In terms of cultural influence, it comes from everywhere these days… However, what I do find interesting is that because I have lived in the West since I was a teenager, I appreciate the Eastern philosophies and ways of living much more than for example the younger Taiwanese artists who are looking up to the West.  It’s always the opposite that attracts I suppose.

CP: Have you got any forthcoming news to divulge?

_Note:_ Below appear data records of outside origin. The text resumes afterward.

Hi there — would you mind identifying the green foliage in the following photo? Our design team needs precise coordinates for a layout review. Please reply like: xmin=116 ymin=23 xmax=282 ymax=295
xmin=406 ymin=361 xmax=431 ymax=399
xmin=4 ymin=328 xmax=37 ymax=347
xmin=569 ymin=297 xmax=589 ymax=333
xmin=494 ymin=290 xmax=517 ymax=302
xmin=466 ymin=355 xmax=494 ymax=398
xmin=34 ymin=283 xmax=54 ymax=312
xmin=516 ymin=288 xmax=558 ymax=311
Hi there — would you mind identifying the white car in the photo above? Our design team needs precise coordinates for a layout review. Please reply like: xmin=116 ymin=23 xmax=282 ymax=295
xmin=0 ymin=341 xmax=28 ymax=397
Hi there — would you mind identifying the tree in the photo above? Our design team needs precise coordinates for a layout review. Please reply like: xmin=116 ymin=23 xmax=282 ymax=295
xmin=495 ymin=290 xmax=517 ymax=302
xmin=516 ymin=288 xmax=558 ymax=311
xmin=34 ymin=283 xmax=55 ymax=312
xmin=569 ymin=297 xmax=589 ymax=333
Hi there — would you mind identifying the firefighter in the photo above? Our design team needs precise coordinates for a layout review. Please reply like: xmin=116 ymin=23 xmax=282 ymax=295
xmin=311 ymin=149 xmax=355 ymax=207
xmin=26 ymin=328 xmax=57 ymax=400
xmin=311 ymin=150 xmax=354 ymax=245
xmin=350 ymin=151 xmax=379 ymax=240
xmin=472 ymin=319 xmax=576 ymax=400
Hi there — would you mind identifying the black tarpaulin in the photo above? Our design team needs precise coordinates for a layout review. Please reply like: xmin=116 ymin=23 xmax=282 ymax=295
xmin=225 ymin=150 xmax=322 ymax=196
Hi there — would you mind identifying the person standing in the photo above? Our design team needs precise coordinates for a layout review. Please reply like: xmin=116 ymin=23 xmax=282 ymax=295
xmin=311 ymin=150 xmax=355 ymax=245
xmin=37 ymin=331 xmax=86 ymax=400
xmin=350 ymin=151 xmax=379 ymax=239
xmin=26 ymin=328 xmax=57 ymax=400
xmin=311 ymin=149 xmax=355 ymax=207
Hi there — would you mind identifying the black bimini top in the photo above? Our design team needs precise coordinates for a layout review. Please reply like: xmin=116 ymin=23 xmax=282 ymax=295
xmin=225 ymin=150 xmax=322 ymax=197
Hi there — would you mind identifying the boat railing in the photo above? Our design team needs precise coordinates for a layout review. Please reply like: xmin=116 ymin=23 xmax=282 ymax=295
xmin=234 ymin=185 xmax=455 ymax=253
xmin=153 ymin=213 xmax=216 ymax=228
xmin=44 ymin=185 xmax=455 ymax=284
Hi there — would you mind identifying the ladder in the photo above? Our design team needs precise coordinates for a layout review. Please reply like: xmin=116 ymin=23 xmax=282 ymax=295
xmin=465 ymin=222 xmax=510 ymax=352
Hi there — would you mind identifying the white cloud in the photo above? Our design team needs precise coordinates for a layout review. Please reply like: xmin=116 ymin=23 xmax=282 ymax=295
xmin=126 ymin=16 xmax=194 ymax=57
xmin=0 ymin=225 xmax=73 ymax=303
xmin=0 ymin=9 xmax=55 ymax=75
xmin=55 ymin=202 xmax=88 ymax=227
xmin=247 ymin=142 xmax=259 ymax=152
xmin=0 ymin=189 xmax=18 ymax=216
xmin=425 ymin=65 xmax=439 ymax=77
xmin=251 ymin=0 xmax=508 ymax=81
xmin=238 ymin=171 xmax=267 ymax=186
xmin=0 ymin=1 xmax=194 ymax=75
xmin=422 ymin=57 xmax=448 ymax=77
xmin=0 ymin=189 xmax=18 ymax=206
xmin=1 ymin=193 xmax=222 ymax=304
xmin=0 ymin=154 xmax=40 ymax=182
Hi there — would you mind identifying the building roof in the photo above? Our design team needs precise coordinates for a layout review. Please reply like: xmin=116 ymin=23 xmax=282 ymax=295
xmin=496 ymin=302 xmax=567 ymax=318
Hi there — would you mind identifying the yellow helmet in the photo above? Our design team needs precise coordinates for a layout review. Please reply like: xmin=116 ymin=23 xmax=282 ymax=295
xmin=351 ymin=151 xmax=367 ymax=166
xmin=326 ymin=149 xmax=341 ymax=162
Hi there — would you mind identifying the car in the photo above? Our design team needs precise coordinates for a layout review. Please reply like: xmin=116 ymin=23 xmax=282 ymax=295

CT: One very exciting new project that I am working on is an artist’s book made with a historical printmaking shop in Montparnesse in Paris called Atelier Idem. They have been there since centuries where Matisse and Picasso and more recently David Lynch, Raymond Pettibone have worked.  It’s a magical space with wonderful people and I am currently working on a folding book and will be experimenting with lithographs there.  It’s a dream come true for me to be combining my art practice with my love for books.  The book will be presented at my first solo exhibition at a Galerie Mor Charpentier in Marais in Paris opening on April 26.

CP: I am asking each interviewee to ask a question to the next interviewee. Ritchie Chan asked you:

RC: Where do you get the inspirations for your work?

CT: Life.

CP: And lastly, what question would you like to present to Yida He?

CT: Where are you right now? How are you doing?